IX. Miguel Ángel, íntimo

Enemigos reales y enemigos imaginarios

Como les sucede a todos los hombres de gran valía, tuvo Miguel Angel que habérselas con infinidad de enemigos, envidiosos de su arte y de su prestigio, que hubieran querido hundirle a toda costa. El primero de ellos fue, como se recordará, Torrigiani, que de un soberbio puñetazo desfiguró de por vida al adolescente Buonarrotti. Mas en modo alguno fue el más poderoso y, menos aún, el más persistente.

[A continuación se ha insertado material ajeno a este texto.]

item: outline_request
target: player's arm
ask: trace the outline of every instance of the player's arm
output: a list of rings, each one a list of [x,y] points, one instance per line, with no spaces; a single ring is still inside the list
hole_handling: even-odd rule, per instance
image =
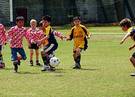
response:
[[[130,37],[130,32],[129,33],[127,33],[124,37],[123,37],[123,39],[121,40],[121,42],[120,42],[120,44],[123,44],[124,42],[125,42],[125,40],[128,38],[128,37]]]
[[[86,34],[86,38],[90,39],[90,37],[92,36],[92,33],[90,33],[85,26],[82,27],[82,29],[84,30],[84,32]]]
[[[65,38],[65,37],[62,35],[61,32],[53,31],[53,34],[54,34],[55,36],[57,36],[58,38],[60,38],[61,40],[63,40],[63,39]]]
[[[44,37],[43,37],[42,39],[40,39],[40,40],[37,40],[36,43],[40,46],[40,45],[43,44],[44,41],[46,41],[47,39],[48,39],[48,37],[44,35]]]
[[[73,39],[73,32],[74,32],[74,29],[71,29],[71,32],[69,33],[69,35],[66,36],[66,40],[67,40],[67,41]]]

Por antipático que nos resulte, no admite comparación con un Bramante, grande también en su arte, la arquitectura, ni con el Duque de Urbino, perseguidor infatigable e inclemente en el «drama del sepulcro», que llegó incluso a reclamar a Buonarrotti, como antes apuntábamos, sumas que éste jamás había recibido; tampoco con el Aretino, estilista admirable, inventor de una nueva manera epistolar, satírico y punzante, que si bien en una carta enviada a Miguel Angel cuando éste hallábase trabajando en el Juicio no duda en proclamarle «único como escultor, único como pintor y, como arquitecto único», aparte de dedicarle otros mil halagos y cumplidos y de pedirle sin rebozo que corresponda a su devoción con el don de algún fragmento, aunque fueran dos trazos en tiza sobre un pedazo de papel, cosa que estimaría más que todas las copas y cadenas que le dieron príncipes y reyes, no vacila, despechado al no ver atendida su demanda, en arremeter contra el artista criticando los frescos del Juicio Final por considerar la pintura «licenciosa y posible piedra de escándalo para los luteranos, en razón de la impúdica exhibición de la desnudez de personas de ambos sexos en el cielo y en el infierno». Puso todo su empeño y su malignidad, que no era poca, en herir la sensibilidad del artista y, desde luego, en despertar sospechas sobre sus condiciones morales y religiosas.